Bradley Lucier 04 May 2020 03:59 UTC
I haven't put reshape operators into the SRFI because, in general, they
are not affine, so they don't compose with the other existing array
transformations.
But there is one important class of reshape operators that *are* affine,
where one maps the elements of a d-dimensional array lexicographically
to a one-dimensional array with the same volume. (The inverse
transform, for example, is not affine.)
In all my years of working with this library I've never had a need for
these, and I didn't even think of their existence until tonight. (I
don't know why, the basic mapping of indices to the linearly accessed
body of a specialized array is of this form, but there it is.)
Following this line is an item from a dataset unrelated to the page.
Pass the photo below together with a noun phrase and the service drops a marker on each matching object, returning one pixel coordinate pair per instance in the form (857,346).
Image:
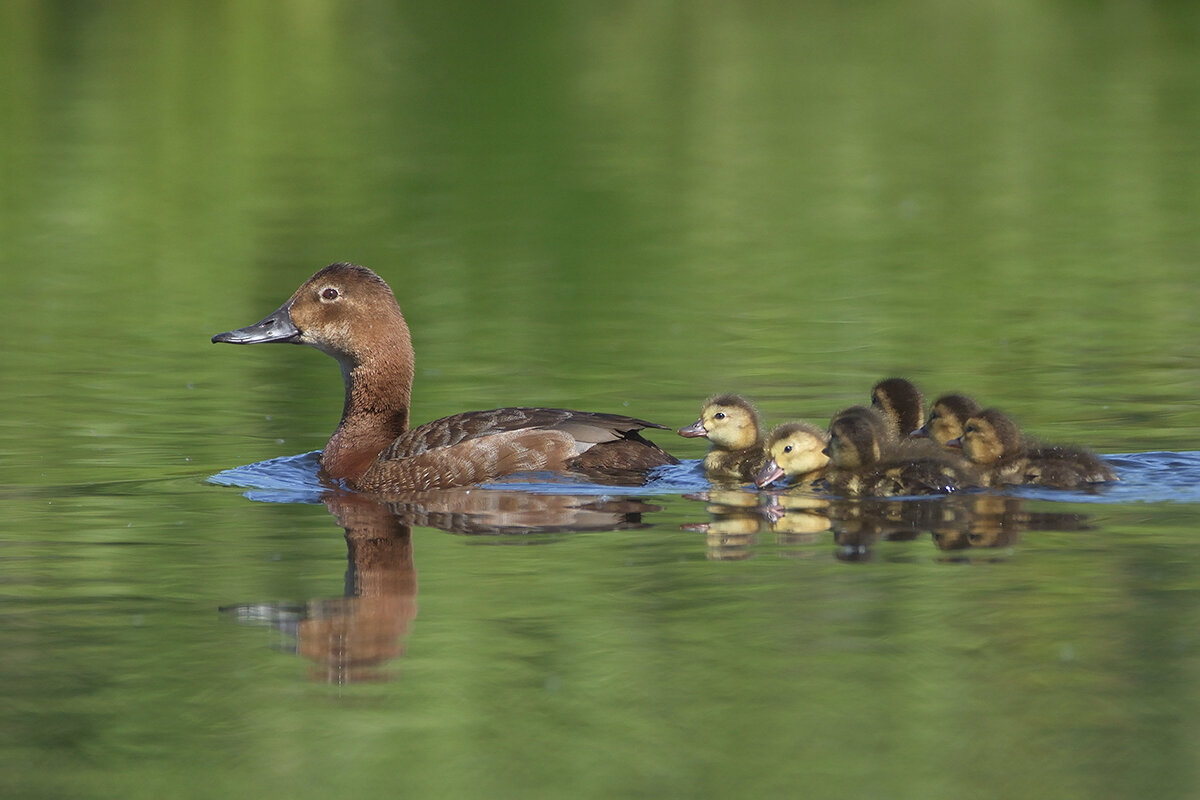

Reshape operators cannot in general be computed from the other array
transformations, except by specifying the appropriate transformation
directly in specialized-array-share. That's one argument for putting
them in the SRFI.
On the other hand, they are a bit clumsy to implement for
non-specialized arrays, but I suppose it's not too bad. It would
basically be building an affine transformation over the indexing of a
general array, if I'm making any sense. I already discussed that
possibility in the SRFI and rejected it in favor, e.g., of permuting the
arguments of an array-getter directly for array permutations. But for
reshape operators I don't see any simpler way, off hand, than just
computing and saving the indexer function from the new multi-dimensional
array to the existing one-dimensional array.
Any thoughts? If this is an important array transform, I wouldn't want
to leave it out, but adding it would delay this SRFI a bit more.